Tanto sul piano tematico quanto dal punto di vista della struttura e dello stile, l’opera in prosa (romanzi e racconti) di Riccardo Gambelli si presenta sotto il segno della coerenza. Gettando, infatti, uno sguardo d’insieme su “Ali per vivere” (2009), “Il lisiantus bianco” (2012), “Due storie per un cammino” (2015), e, ora, “Seme lontano” (2018), a me pare di poter dire che uno è il tema di fondo – quasi il rovello – della produzione dello scrittore senese, una è la maniera di raccontare. E se quest’ultima può riassumersi in un tradizionalismo formale che accorda rilievo alla linearità nella costruzione dell’intreccio, alla collocazione della vicenda in uno spazio ben determinato e ben delineato, alla caratterizzazione dei personaggi attraverso successive pennellate, alla misura nell’impiego dei dialoghi, più complesso, invece, appare il discorso relativo a quello che è il motivo centrale dell’opera di Gambelli.
Infatti, sebbene le vicende narrate possano oscillare tra l’invenzione e la fedeltà alla cronaca, tra l’attenzione alla sfera privata, talora intima, dell’esistenza e quella pubblica, tuttavia sul piano tematico al centro incontriamo sempre il viaggio. Ora, questo viaggio può assumere un duplice aspetto, reale e metaforico. I personaggi dei racconti e dei romanzi di Gambelli, infatti, viaggiano, viaggiano molto, percorrono lunghe distanze, partono e fanno ritorno (viaggio reale).

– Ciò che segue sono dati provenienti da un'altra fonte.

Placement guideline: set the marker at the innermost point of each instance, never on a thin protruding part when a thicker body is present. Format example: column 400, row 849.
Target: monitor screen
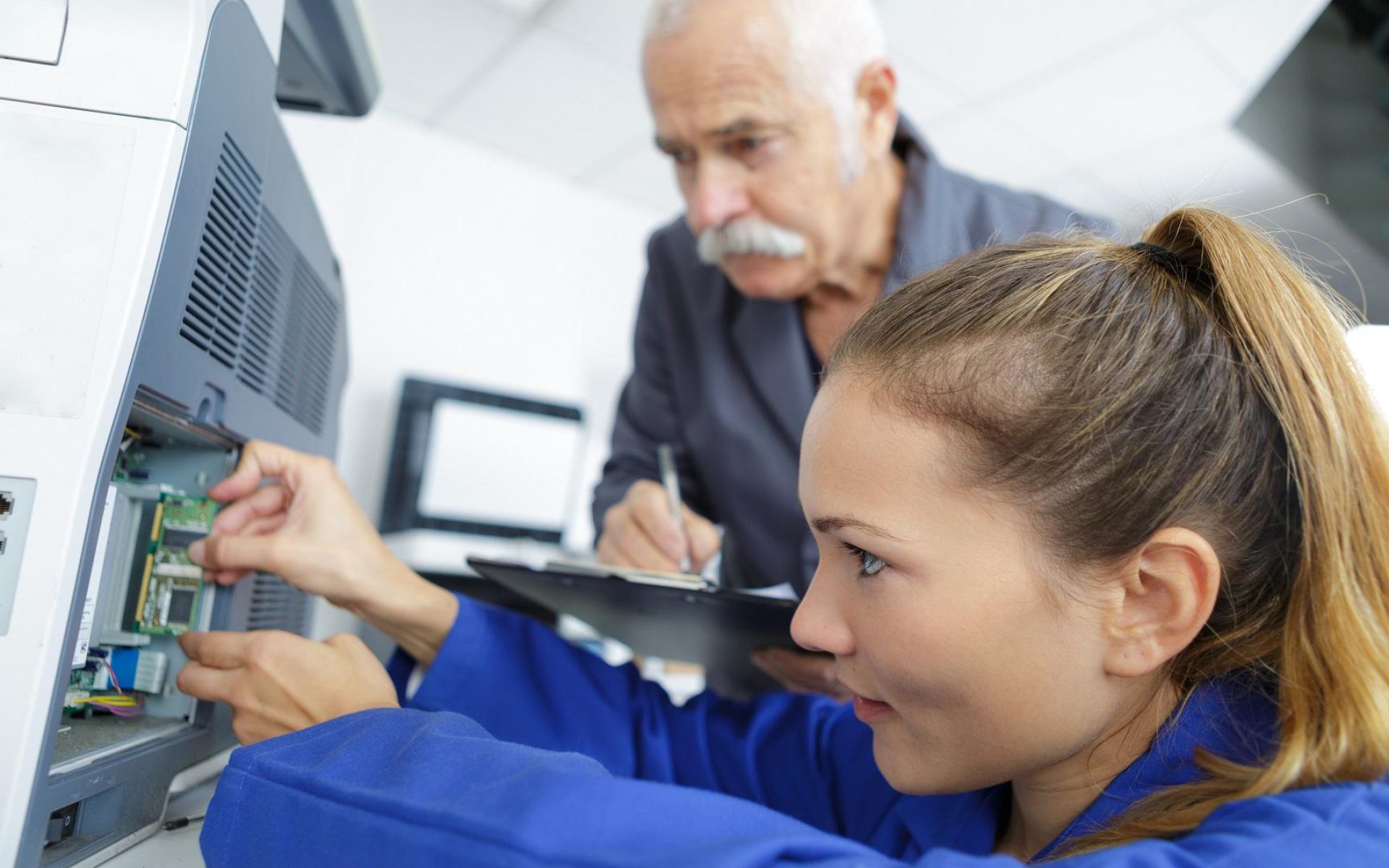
column 499, row 466
column 475, row 461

Non solo, ma trattandosi spesso anche di adolescenti e di giovani, il loro andare per il mondo adombra un percorso di ricerca e di individuazione del sé più autentico (e dunque di formazione), che si compie nelle profondità della propria anima (viaggio metaforico). Questi due itinerari – quello che conduce lontano, quello che conduce all’interno – non si pongono affatto in contrasto, ma si sostengono e si completano a vicenda. Ciò è particolarmente evidente nell’ultimo romanzo “Il seme lontano”, edito da Cantagalli, e che verrà presentato domani, sabato 19 gennaio, alle ore 17.30, nella Sala delle Lupe di Palazzo Pubblico.
Il protagonista, infatti, il diciassettenne Elia, parte insieme al suo maestro di karate, Ettore, per il Brasile, spinto dal desiderio di conoscere i suoi genitori biologici. Solamente dopo quel viaggio il giovane riesce a fare chiarezza tanto nei propri sentimenti (verso la famiglia originaria, verso la famiglia adottiva, verso una sua compagna di classe) quanto nei progetti che intende portare avanti.
D’altra parte, quello stesso viaggio risulta fondamentale anche per Ettore, in quanto gli consente di cogliere le insufficienze, le insoddisfazioni, le zone d’ombra di una vita, la sua, che ormai, al pari di un sole lontano, illumina senza scaldare. Ma senza il calore di un significato e di uno scopo – questa è il messaggio del “Seme lontano” – ogni esistenza, a venti come a quaranta come a sessant’anni, si riduce a un montaliano “scialo / di triti fatti, vano / più che crudele”. Il passo che segue è tratto dal capitolo iniziale del romanzo.
“Era cupo come il cielo che stava osservando dalla finestra, affacciata su una grigia strada che tutti i giorni faceva indigestione di autovetture e di rumore assordante. Si alzò dalla scrivania e si recò all’altra finestra, sul retro del suo studio, dalla quale poteva scorgere in alto Perugia, anch’essa avvolta dalla cappa umida che appesantiva il suo umore, veramente nero. Doveva decidersi a cambiare studio, scegliendo un luogo più appartato, privo di quel caos infernale che da anni lo stordiva. Era un’esigenza anche per il suo lavoro e per i suoi clienti, che dovevano proteggere la propria identità; come la persona importante che stava aspettando, una persona molto conosciuta in città e che non avrebbe mai voluto incontrare. Aveva da poco lasciato un altro cliente, che lo aveva pagato profumatamente per il lavoro svolto, di oltre un mese. Gli aveva consegnato delle foto, terribili per la vista di quell’uomo seduto di fronte a lui, e che da quel momento gli avrebbero cambiato la vita. Mentre le fissava, senza dire una parola, gli occhi del suo cliente si inumidirono. “Mi scusi”, gli aveva sussurrato, togliendosi gli occhiali da vista. Erano foto scattate con teleobiettivi, ma che non lasciavano dubbi: foto che immortalavano una biondissima signora in compagnia di un uomo, in macchina, mentre uscivano da un portone e addirittura abbracciati nel centro abitato di un piccolo borgo dell’Umbria”.